Bernie Breen, Kerry’s centre half-back and captain, played all but the first five minutes of the game on one arm, having sustained a serious shoulder injury in pretty much her first involvement in the game.
Although her manager William O’Sullivan described it afterwards as “a broken AC joint”, it was later revealed to have been severe bruising on a shoulder that has been troubling her for some time.
“I’d say it was one of my own players I was in contact with,” said Breen afterwards.
“It just popped or something. I can’t lift it over the head or out in front or anything so it’s disappointing.”
O’Sullivan admitted that substituting Breen wasn’t ever really a serious option, firstly because the player herself wouldn’t have gone especially quietly from the pitch and secondly because he knew that if the rest of the Kerry side saw her go, their goose would have been cooked with the game only five minutes old.
Breen is her side’s heartbeat, an ever-present for Kerry for 14 seasons now. Leaving the pitch wasn’t going to happen. So how do you play an All-Ireland final on one arm?

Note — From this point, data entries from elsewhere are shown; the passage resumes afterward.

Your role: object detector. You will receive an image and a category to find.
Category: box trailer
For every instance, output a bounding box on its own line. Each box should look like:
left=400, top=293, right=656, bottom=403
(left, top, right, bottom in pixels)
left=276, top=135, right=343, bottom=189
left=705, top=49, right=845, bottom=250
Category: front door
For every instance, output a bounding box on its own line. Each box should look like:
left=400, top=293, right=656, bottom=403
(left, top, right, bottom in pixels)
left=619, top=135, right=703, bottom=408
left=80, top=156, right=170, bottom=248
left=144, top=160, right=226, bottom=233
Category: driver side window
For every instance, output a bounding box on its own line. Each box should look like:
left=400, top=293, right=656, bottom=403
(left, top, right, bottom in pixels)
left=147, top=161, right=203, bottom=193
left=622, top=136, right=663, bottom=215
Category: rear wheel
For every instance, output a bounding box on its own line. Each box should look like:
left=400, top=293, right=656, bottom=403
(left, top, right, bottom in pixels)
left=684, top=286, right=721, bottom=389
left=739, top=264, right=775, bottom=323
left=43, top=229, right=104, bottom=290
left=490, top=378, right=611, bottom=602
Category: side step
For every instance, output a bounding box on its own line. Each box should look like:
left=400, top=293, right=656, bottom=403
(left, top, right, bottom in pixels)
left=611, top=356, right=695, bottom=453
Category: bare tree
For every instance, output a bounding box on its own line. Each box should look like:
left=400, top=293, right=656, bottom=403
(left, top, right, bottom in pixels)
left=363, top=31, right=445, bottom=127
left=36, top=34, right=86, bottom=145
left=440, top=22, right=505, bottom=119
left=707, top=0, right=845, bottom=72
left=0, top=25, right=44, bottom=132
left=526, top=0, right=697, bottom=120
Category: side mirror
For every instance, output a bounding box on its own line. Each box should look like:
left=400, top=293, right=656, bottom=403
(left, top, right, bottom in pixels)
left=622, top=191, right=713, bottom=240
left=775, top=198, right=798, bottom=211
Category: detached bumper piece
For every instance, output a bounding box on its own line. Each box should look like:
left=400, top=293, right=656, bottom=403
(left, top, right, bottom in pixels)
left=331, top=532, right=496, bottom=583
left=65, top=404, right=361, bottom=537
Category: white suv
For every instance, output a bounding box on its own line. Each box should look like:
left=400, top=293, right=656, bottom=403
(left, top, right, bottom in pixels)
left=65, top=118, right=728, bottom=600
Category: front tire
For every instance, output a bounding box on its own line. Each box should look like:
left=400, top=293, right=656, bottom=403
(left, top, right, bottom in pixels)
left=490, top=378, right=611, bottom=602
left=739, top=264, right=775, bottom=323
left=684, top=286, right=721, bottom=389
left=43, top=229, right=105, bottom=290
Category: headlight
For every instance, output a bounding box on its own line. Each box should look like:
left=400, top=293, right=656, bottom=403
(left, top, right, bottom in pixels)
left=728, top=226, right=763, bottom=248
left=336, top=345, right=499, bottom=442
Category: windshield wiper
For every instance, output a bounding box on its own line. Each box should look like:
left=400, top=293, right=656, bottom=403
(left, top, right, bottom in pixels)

“I don’t know,” she said. “I had to do it. It kind of puts you on the back foot because you feel you can’t play to your full potential. You just have to get through it. I was able to run and everything, it was just fielding and even passing I couldn’t do that really.”
Even at that, she was still able to catch the first ball that came her way after the injury happened. “Yeah, I did actually. It was coming towards me and I couldn’t leave it there, like. The arm goes up to a certain point and then it feels like it’s going to click. I don’t know what the feeling was like. You just can’t play your full game, maybe 50-60 per cent. I suppose at least I was on the field, at least it didn’t happen a few weeks ago. But look you just play through it, these things happen to everyone.”
Truth be told, Cork would have put Kerry away with a bit to spare even had Breen been in full cry for the whole afternoon.
“They’re just at a different level to everyone else, with All-Ireland medals in every corner of the pitch.
Sunday was Kerry’s first trip to the final since 1993 and it rounds off a successful year for them, all in all. When that Cork team won its first All-Ireland in 2005, none of them had even been to a final before. You’ve got to start somewhere.
“I thought maybe we could do it,” said Breen. “They beat us by six points in the Munster final. I thought we would push on from there but obviously they pushed on as well.
“They say you have to lose one to win one so hopefully we’ll be back next year again.”